Nike and Coca-Cola are among the major companies and business groups lobbying Congress to weaken a bill that would ban imported goods made with forced labor in China’s Xinjiang region, according to congressional staff members and other people familiar with the matter, as well as lobbying records that show vast spending on the legislation.
The bill, which would prohibit broad categories of certain goods made by persecuted Muslim minorities in an effort to crack down on human rights abuses, has gained bipartisan support, passing the House in September by a margin of 406 to 3. Congressional aides say it has the backing to pass the Senate, and could be signed into law by either the Trump administration or the incoming Biden administration.
But the legislation, called the Uyghur Forced Labor Prevention Act, has become the target of multinational companies including Apple whose supply chains touch the far western Xinjiang region, as well as of business groups including the U.S. Chamber of Commerce. Lobbyists have fought to water down some of its provisions, arguing that while they strongly condemn forced labor and current atrocities in Xinjiang, the act’s ambitious requirements could wreak havoc on supply chains that are deeply embedded in China.
Xinjiang produces vast amounts of raw materials like cotton, coal, sugar, tomatoes and polysilicon, and supplies workers for China’s apparel and footwear factories. Human rights groups and news reports have linked many multinational companies to suppliers there, including tying Coca-Cola to sugar sourced from Xinjiang, and documenting Uighur workers in a factory in Qingdao that makes Nike shoes.

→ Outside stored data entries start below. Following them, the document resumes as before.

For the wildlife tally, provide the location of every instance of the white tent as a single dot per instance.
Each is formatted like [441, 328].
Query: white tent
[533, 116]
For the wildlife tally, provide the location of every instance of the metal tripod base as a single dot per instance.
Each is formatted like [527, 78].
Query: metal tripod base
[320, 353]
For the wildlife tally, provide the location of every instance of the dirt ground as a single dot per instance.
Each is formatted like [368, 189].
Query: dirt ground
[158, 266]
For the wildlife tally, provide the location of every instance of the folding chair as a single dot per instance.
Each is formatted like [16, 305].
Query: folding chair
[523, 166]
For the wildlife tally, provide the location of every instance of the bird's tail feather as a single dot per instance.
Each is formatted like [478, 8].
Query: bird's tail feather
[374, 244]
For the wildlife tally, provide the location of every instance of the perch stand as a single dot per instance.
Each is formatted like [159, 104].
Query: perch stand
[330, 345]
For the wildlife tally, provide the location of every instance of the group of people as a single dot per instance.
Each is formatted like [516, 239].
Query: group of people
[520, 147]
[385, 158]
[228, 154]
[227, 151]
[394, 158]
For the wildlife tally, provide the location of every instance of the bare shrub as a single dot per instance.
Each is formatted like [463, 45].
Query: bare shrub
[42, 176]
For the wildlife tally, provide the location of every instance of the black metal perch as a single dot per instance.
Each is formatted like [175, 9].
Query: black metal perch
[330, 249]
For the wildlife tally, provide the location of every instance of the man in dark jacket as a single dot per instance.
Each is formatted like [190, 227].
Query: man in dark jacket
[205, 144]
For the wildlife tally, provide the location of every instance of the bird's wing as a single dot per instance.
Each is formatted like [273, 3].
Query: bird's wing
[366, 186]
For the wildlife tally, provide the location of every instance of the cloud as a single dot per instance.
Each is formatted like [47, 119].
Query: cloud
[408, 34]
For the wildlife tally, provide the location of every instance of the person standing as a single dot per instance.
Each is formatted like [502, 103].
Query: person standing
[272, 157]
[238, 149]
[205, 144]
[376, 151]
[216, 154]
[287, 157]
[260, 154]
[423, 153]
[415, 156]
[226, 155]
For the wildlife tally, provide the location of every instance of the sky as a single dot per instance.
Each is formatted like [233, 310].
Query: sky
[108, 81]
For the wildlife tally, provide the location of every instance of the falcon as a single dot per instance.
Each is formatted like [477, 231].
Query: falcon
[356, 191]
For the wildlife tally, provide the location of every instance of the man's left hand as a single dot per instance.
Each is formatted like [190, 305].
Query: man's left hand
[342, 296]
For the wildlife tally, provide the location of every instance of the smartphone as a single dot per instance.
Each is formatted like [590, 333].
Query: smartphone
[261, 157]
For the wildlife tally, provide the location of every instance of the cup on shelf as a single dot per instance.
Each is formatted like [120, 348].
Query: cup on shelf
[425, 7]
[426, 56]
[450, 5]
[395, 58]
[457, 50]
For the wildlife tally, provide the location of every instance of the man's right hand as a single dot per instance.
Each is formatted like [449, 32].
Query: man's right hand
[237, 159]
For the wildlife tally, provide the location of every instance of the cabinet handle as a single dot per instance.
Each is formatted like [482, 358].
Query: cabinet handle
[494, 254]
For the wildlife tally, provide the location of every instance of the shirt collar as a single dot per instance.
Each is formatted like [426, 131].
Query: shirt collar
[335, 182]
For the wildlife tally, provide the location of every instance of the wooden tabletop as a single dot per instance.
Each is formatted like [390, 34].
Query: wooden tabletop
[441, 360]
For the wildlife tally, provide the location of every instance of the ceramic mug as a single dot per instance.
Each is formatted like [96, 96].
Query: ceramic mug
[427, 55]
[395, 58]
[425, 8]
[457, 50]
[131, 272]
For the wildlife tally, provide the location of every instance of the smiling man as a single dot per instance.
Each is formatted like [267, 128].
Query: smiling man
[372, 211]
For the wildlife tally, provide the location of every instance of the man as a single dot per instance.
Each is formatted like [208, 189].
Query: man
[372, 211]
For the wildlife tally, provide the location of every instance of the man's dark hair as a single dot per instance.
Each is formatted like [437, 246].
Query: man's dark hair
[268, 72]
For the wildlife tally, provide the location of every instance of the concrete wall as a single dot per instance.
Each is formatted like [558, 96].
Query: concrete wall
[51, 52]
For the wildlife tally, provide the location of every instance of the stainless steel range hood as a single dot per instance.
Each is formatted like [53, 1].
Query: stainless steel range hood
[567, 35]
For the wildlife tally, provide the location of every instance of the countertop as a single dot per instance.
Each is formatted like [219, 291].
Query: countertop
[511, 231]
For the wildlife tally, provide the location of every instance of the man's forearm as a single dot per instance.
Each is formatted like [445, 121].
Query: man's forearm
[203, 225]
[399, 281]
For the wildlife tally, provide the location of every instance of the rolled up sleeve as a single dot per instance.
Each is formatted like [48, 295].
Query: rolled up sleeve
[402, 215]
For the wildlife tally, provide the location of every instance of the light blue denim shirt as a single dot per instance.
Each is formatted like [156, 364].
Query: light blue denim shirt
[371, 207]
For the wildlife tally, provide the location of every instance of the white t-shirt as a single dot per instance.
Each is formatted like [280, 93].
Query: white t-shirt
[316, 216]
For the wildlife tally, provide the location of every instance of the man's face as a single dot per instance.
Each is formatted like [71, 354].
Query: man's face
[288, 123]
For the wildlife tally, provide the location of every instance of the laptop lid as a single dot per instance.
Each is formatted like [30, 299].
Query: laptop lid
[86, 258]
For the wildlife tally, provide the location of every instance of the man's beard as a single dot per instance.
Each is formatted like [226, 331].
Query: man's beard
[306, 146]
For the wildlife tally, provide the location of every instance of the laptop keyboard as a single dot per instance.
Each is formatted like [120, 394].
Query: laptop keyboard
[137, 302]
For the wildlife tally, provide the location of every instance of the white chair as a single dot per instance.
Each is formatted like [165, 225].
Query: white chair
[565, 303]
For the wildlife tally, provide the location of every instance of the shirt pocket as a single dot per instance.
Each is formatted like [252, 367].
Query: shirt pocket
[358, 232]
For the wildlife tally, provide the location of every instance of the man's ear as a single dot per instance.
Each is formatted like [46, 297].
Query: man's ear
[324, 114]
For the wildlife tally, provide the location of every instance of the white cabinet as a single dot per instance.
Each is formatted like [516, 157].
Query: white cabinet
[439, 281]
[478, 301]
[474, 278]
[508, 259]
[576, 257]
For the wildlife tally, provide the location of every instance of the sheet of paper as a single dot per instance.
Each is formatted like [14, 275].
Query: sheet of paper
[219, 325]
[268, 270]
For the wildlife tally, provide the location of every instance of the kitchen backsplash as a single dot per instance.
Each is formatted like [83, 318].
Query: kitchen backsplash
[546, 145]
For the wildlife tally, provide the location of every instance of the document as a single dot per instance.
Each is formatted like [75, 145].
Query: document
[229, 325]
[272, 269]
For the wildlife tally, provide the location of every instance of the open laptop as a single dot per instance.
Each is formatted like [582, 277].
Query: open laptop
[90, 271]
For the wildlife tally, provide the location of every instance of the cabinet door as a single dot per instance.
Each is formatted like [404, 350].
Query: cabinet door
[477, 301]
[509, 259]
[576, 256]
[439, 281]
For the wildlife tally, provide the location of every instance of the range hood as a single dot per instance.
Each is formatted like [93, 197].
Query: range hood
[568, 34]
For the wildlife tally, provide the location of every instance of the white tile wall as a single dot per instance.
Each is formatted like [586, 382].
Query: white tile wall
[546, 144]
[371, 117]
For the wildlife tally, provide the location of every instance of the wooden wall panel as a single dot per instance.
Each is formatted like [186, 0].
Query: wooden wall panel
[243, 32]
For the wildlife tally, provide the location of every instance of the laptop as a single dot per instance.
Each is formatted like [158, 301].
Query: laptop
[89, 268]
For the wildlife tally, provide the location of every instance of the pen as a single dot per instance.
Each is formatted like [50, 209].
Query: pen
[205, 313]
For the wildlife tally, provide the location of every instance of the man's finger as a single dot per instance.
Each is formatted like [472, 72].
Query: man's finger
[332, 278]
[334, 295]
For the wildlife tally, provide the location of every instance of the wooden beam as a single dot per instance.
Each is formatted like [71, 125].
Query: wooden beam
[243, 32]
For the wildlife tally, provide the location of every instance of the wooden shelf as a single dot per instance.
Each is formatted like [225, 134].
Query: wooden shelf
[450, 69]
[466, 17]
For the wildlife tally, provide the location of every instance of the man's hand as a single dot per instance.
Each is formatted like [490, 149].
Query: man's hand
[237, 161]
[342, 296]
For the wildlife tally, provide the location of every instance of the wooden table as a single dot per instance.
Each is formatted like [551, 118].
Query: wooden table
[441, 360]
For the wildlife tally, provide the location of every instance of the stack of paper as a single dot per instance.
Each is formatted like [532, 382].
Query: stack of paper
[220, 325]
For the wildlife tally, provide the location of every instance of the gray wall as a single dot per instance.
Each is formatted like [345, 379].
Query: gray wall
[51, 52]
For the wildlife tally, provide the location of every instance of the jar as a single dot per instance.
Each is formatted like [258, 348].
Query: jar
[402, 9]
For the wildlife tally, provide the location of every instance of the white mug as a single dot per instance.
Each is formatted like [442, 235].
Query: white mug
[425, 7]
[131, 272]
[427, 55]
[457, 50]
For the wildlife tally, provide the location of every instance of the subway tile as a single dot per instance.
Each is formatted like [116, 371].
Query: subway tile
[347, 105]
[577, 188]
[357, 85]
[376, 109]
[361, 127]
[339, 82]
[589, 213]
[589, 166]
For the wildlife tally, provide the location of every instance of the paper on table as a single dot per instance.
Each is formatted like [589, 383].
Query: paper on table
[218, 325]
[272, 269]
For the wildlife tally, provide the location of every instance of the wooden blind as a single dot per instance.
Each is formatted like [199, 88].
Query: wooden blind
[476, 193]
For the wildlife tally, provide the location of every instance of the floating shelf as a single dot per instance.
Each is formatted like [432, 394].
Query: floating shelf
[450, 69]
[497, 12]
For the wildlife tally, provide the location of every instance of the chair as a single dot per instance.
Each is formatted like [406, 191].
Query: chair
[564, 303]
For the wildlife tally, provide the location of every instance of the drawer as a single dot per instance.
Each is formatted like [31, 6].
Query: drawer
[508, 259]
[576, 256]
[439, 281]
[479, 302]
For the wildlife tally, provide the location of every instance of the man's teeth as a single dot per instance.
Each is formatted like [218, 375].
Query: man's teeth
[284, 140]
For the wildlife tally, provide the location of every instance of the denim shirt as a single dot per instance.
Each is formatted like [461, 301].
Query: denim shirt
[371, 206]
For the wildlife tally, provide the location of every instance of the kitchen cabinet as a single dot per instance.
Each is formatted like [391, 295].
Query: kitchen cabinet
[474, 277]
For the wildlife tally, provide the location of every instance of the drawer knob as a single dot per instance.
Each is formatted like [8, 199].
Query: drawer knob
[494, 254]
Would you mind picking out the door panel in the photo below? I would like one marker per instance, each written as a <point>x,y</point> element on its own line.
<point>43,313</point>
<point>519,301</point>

The preferred position of workers in a capitalist society is slavery, especially when those workers aren’t consumers. Behind prison walls in distant China? Perfect!
Meanwhile, if you want to be disgusted, check out this thread:
First: Clarence Thomas (!) asks Katyal, isn’t there an international norm allowing corporate liability for slavery?
Katyal says: Well, this is just *aiding and abetting* slavery, so it’s different. pic.twitter.com/Tf72y4TKU7
— Mark Joseph Stern (@mjs_DC) December 1, 2020
If only I could become a well-known lawyer and then use my skills to defend the most heinous labor practices in the world.
As a reminder, it doesn’t have to be this way. I’ve articulated real alternatives around a Corporate Accountability Act and use of the courts to interpret existing law in ways to fight against corporate greed and the exploitation of people around the world. Take this stuff seriously, make it central to your politics, and then maybe something can get done about it.